Full Length Research Paper

Validation of RNA integrity from low yield experiments with Mycobacterium tuberculosis for downstream application in real time PCR

Prathna Ramchandra and A. Willem Sturm*

Medical Microbiology Research Laboratory, Nelson R Mandela School of Medicine, University of KwaZulu-Natal, South Africa.

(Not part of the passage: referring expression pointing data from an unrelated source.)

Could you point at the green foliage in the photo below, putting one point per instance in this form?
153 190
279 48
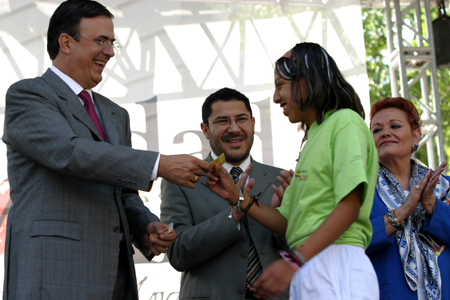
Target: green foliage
375 37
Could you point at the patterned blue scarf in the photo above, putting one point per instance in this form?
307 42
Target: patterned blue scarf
407 236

Corresponding author. E-mail: sturm@ukzn.ac.za. Tel +27 31 260 4391 / 4267.

Fax: +27 31 260 4527

Accepted 22 June, 2010

Abstract

RNA extraction from mycobacterial cells is more challenging than from any other cell type. We used the Trizol Reagent® with silica beads to disrupt cells of Mycobacterium tuberculosis H37Rv. This method requires minimum reagents and handling and therefore aids in maintaining RNA integrity. The efficiency of cell disruption by this method was verified by microscopic analysis of the lysate. The yield and purity were determined using the Nanodrop-1000. A total volume of 50 µl containing 224.7 ng/µL of RNA was obtained from 3.1 x 10⁸ cells, grown under sub-optimal conditions. RNA was visualized using the gene genius optical system. A 6 week old undisturbed culture of M. tuberculosis H37Rv, gave an expression ratio of fdxA/16s of -2.094. This extraction method is suitable for use of RNA in quantitative experiments, even if the cell numbers from which the RNA is extracted are low.

Key words: Mycobacteria, RNA extraction, RNA purification, quantitation.